Bias and limitations

This study presents self-reported data, which may impose information bias to the results. However, we note that there are several factors that conform the representativeness and generalizability of our findings. First, the fact that the respondents represent 69 out of the total of 79 districts in Slovakia, and that the mean age of respondents in this survey (44 years) is similar to the nation-wide mean age of nurses as published by the Slovak Chamber of Nurses and Midwives (46 years) suggest that the distribution of our respondents represents the nurses well. Second, the sample size of 1170 is higher than the calculated sample size needed for the study and provides sufficient power to generalize the findings to the whole population of about 30,000 registered nurses in Slovakia. Thus, despite the above limitations, this study provides valuable and valid data on the impact of COVID-19 on health and working conditions of nurses in Slovakia. We have not had the means to confirm the presence of COVID-19 infection among those nurses who reported such infections. While this may pose bias, we expected that all reported cases were confirmed by a PCR test, as per protocols being in place at the time of the study in Slovakia. Thus, we expect the presented self-reported prevalence of COVID-19 infections to reflect the true prevalence among the nurses.
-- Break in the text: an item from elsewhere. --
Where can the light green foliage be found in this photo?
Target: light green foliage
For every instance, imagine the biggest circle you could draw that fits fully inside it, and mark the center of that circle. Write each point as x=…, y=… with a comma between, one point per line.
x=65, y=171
It can be argued that conducting country-level cross-sectional studies may not be beneficial or justified after systematic reviews were published on topic. However, we argue that systematic reviews which we refer to in this paper summarize studies conducted in different countries, with different study design, different populations, different time periods, in different types of health care facilities and different numbers of centers included, and in general differing in study design and setting. Thus, a large inherent variability is introduced to such reviews, which may bias the findings and, in our opinion, do not provide sufficiently valid results that could be generalizable to specific countries and settings and do not provide evidence for policy makers to act upon that would be sufficiently specific and detailed. Our study was designed to provide a holistic overview of the impact of the COVID-19 pandemic on nurses in Slovakia, that included their physical and mental health but also their working conditions and overall work burden. We provide a stratified comparison between nurses working in different wards and being under different risk of infection or other impacts. Furthermore, we provide an analysis of policies being in place and bring all these in context with each other. Thus, we believe that our study provides a much more valid set of findings that could be used to improve preparedness and resilience of health system in Slovakia for future health emergencies. We believe this provides sufficient justification of our study and its added value, compared to existing systematic reviews.

Conclusions

Our study showed that the COVID-19 pandemic poses a substantial burden on the health, wellbeing and working conditions of nurses in Slovakia and that a large proportion of nurses considered leaving their jobs because of work overload or low salaries. Human resource strategies should be adopted to attract, retain and continuously invest in HW development including in emergency preparedness and response. Such an approach may improve the resilience and preparedness of the health system in Slovakia for future emergencies.